Diffusion tensor imaging in patients with suspected cardiomyopathies (RF_TH_201)

Diffusion Tensor Imaging in cardiovascular magnetic resonance (DTI-CMR) is a novel non-contrast imaging technique that can non-invasively assess myocardial architecture. This study investigates apparent diffusion coefficient (ADC) and fractional anisotropy (FA) derived from DTI-CMR in patients with cardiomyopathies and compares them with healthy volunteers.

Methods:

A motion-compensated, cardiac-gated, single-shot echo-planar imaging-based diffusion sequence was performed in patients with clinical suspicion of various cardiomyopathies and normal volunteers on a 1.5T scanner (Sola, Siemens) and 3T scanner (Vida, Siemens Healthineers).
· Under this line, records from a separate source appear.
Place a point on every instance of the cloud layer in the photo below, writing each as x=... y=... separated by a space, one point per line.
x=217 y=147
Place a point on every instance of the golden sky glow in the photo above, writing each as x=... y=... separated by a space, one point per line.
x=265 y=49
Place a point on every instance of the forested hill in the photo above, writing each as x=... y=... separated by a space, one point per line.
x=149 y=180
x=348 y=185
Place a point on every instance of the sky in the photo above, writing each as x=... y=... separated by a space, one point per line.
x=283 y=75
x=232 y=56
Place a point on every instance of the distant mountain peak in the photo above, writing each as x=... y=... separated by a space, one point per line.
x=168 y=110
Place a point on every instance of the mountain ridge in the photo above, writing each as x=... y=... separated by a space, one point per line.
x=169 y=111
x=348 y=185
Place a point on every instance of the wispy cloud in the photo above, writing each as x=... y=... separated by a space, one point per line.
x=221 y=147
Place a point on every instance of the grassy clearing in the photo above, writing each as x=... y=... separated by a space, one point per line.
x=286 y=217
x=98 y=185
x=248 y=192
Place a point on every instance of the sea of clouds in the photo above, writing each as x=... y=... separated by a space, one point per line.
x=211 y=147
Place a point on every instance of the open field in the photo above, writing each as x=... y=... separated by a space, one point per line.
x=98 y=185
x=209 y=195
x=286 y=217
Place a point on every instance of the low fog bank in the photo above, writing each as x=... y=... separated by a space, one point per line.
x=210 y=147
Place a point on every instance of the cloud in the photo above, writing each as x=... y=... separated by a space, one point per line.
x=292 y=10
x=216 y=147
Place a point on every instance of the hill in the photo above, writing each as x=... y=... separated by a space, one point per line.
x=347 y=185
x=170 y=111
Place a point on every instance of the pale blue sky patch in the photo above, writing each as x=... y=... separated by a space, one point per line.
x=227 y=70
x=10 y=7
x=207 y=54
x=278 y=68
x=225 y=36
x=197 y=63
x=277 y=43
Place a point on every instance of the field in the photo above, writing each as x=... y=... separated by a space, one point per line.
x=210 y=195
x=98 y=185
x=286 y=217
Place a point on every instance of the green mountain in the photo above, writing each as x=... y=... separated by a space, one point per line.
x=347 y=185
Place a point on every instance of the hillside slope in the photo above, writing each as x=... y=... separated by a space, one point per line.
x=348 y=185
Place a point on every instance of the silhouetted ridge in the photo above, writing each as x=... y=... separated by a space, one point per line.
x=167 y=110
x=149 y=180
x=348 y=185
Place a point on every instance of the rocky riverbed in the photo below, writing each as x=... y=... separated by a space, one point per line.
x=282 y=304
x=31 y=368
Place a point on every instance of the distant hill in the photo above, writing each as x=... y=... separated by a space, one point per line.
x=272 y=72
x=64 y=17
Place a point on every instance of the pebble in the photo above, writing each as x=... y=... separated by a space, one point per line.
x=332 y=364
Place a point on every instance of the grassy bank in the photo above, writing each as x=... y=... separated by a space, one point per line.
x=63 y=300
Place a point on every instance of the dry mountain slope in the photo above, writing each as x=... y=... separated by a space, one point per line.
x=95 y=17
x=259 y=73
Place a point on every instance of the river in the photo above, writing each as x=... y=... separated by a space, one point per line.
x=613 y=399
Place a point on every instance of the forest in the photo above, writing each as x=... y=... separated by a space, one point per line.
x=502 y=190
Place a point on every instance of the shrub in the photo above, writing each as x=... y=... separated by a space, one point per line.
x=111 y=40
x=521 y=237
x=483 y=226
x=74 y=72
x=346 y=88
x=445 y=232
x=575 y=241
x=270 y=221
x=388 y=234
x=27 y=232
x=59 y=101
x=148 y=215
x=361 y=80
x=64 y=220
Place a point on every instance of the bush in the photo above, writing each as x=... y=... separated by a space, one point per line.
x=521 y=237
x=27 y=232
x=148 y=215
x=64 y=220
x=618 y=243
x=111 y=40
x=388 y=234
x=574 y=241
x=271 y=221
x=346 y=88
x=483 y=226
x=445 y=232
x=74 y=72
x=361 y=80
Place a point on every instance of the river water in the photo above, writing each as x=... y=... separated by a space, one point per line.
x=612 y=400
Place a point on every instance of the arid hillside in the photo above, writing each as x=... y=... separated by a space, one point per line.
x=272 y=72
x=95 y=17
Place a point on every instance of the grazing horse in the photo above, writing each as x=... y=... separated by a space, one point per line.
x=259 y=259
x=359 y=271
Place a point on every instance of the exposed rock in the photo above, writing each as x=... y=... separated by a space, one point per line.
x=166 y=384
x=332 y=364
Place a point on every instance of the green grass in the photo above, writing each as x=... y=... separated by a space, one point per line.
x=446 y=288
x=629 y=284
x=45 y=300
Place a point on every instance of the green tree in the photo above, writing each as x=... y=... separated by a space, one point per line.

Short-axis views were acquired using a b-value of 350 s/mm2, 3 and 6 diffusion -encoding directions (3DD and 6DD), echo-time of 64 ms, repetition time of 100 ms, and GRAPPA acceleration factor of 2. The 6DD acquisition provides ADC and FA measurements as compared to 3DD, which provides only ADC measurements. Left ventricular myocardial contours were drawn manually on basal and mid short axis slices using a custom software developed in MATLAB to generate ADC and FA maps. Mean values were compared using two-sample t tests (p< 0.05). Multiple disease group analysis was performed using one-way analysis of variance (ANOVA).

Results:

We imaged 72 patients and 19 healthy controls, after excluding images for poor quality, a total of 55 patients and 19 controls were included for analysis. 42 patients and 19 controls were imaged on a 1.5T (Sola, Siemens) and 13 patients were imaged on a 3T (Vida, Siemens) scanner. Comparison of baseline characteristics, clinical variables and imaging variables between patients and healthy controls are shown in Table 1. The ADC values are significantly higher in the patient group compared to control group in both 6DD (1.71 vs. 1.45, p< 0.001) and 3DD (1.55 vs. 1.31, p=0.035). No significant difference in FA values between the two groups is observed (0.45 vs. 0.47, p=0.390). In patients, when comparing ADC values obtained from 6DD, those with diagnosis of active myocarditis (N=8) demonstrated the highest values as compared to HCM (N=6), other cardiomyopathies (N=20), no cardiomyopathy (N=5), and normal controls (N=17) (p < 0.001). No significant difference in FA values between these groups (Fig. 1). In regression analysis, there are no significant correlations in ADC values obtained from 6DD with age, sex, body mass index, race, LVM, LVMI, or LVEF as variables (p=0.08-0.94). ADC values obtained from 6DD may correlate with native T1 (r² = 0.20, p=0.020), T2 (r² = 0.28, p=0.005) and ECV (r² = 0.44, p< 0.001) mapping values, and the correlations are better than ADC values obtained from 3DD (Fig. 2).

Conclusion:

DTI-CMR imaging has the potential to detect pathological processes due to changes in myocardial microarchitecture. In our study, ADC values can be significantly elevated in various types of cardiomyopathies, especially active myocarditis, and correlate with tissue mapping results weakly/moderately. Future studies are needed to validate the use of this technique in characterizing different disease states.